Setting up a KPI to monitor performance against a single target is simple enough in SSAS (it’s also possible directly in Power BI but I’ll only deal with the SSAS approach here). However if you have different targets for different dimension values then a bit more thought is required. As an example imagine different courses are set different targets for student withdrawals in an academic year.
Here two courses each have a different target withdrawal rate (for ease of setting up test data I’ve defined some particularly atrocious rates!). If a course exceeds its target it should be red-flagged. But what if we want to aggregate the courses up to schools – what target do we set for the school based on the course targets. Two options spring to mind:
- Calculate a target for each school based on the target number of withdrawals for all the courses in this school. Effectively summing the maximum number of withdrawals allowed across all courses for their individual targets. A school could then have courses that miss individual targets so long as other courses make up the shortfall.
- Or if any course in a school misses its target then the school is also flagged.
Below you can see the two options. Course 1 exceeds its target and Course 2 hits it. The school also hits a calculated target based on all courses in the school so Option 1 is green for the school, however Option 2 is red as at least on course in the school missed its target.
To show how this works I’ll set up a very simple data model. An enrolments fact table which has one record per student enrolment, a courses dimension that rolls up course to school and a table to hold targets for each course.
CREATE TABLE enrolments ( enrolment_id INT , enrolments INT , withdrawals INT , course_id INT , academic_year INT , target_withdrawals NUMERIC(3,2) ) CREATE TABLE courses ( course_id INT , school_id INT ) CREATE TABLE targets ( target_id INT , course_id INT , academic_year INT , target_percentage NUMERIC(3,2) )
In the enrolments table I’ve included a column target_withdrawals which will hold the number of withdrawals not to exceed based on the course target. Since the grain of enrolments is one student this number will be a fraction of one student – in fact it will be the same as the target percentage. I’ll populate this before loading the data into SSAS.

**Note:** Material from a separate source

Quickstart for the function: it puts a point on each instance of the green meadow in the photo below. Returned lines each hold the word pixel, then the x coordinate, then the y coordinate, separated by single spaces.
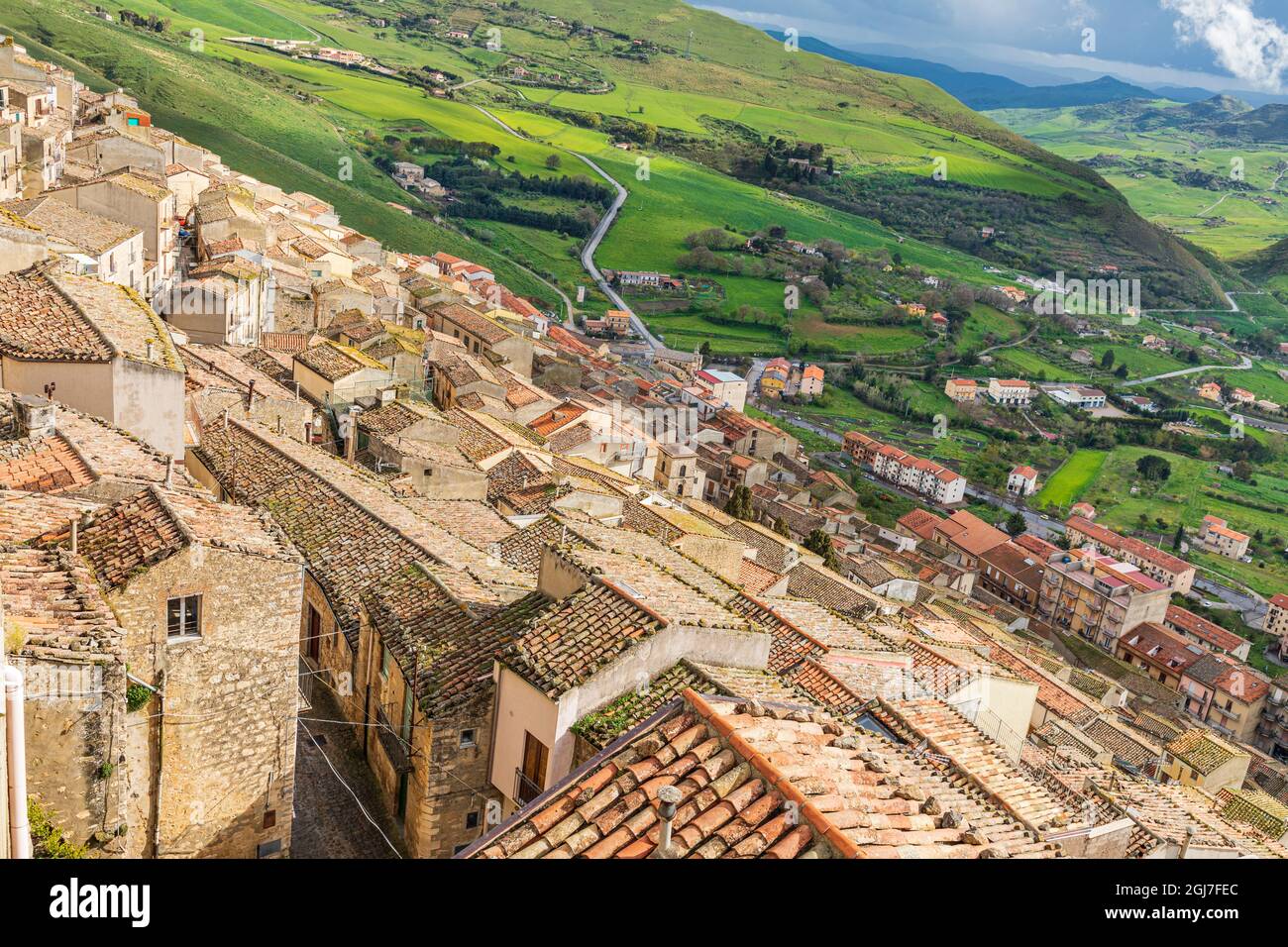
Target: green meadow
pixel 1069 482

UPDATE e SET e.target_withdrawals = e.enrolments * t.target_percentage FROM dbo.enrolments e JOIN dbo.targets t ON e.course_id = t.course_id AND e.academic_year = t.academic_year
I could do this calculation on the fly in a DAX measure looking up to the targets table but I prefer to put the number on the fact table at load time as it keeps the measures a bit simpler and makes it clear that target_withdrawals is a fully additive measure. After building this simple model in SSAS I can add in some measures.
Adding measures for the Withdrawal % and Withdrawal Target %:
Withdrawal % := sum(enrolments[withdrawals]) / sum(enrolments[enrolments]) Withdrawal Target % := sum(enrolments[target_withdrawals]) / sum(enrolments[enrolments])
I can now set up the Option 1 type KPI. In the measure grid in SSAS right click on the Withdrawal % measure and select Create KPI. Select the target measure as Withdrawal Target %. When calculating the KPI status SSAS divides the Base Measure by the Target and maps the resulting percentage to Red/Amber/Green states. The sliders are used to specify the range of for each state.
Here low is good so I select the Green/Amber/Red option. Also I only want Green or Red – I can fudge this by setting a very small range for amber (100% to 100.01% for example). Alternatively I can create a new measure that generates a binary value whether the target was hit.
Withdrawal Target KPI := SWITCH([Withdrawal %] > [Withdrawal Target %], true, 0, 1)
And create a KPI on this measure using an absolute value for comparison. Since the base measure will always be 1 or 0 there is no risk of hitting the amber zone.
For Option two I need a new measure that counts the number of courses that exceed their target withdrawal rate. Here’s what I came up with.
Withdrawal Courses KPI := IF( ISBLANK( COUNTROWS ( DISTINCT ( SELECTCOLUMNS ( FILTER( SUMMARIZE(enrolments, enrolments[course_id], "measure", enrolments[Withdrawal %], "goal", enrolments[Withdrawal Target %]) , [measure] > [goal]) , "col" , [course_id] ) ) ) ) ,0 ,1)
Yuck right? But it works so I’ll go with that for now. Got a better approach then let me know! Then I need to add a KPI to this measure. Here the target is 0 (no courses miss their target). Again because only integer values are possible for the measure there’s no chance of hitting amber.
When connecting from Power BI to the model I’ve built the measures which have KPIs attached will look like this.
The value is the value of the measure on which KPI is based, the goal is the target (either the measure defined as the target or the absolute value) and the status renders as the Red/Amber/Green indicator. Putting these into a matrix visual gives what I was looking for.
The school has two courses one of which failed to hit it’s target so the entire school fails on the withdrawal courses KPI. But course two exceeded its target enough to compensate for the course one withdrawals so the schools passes on the withdrawal % KPI.
There are a few quirks with SSAS KPIs but I’ll save those along with discussion on how KPIs can be implemented directly in a Power BI desktop model for another time.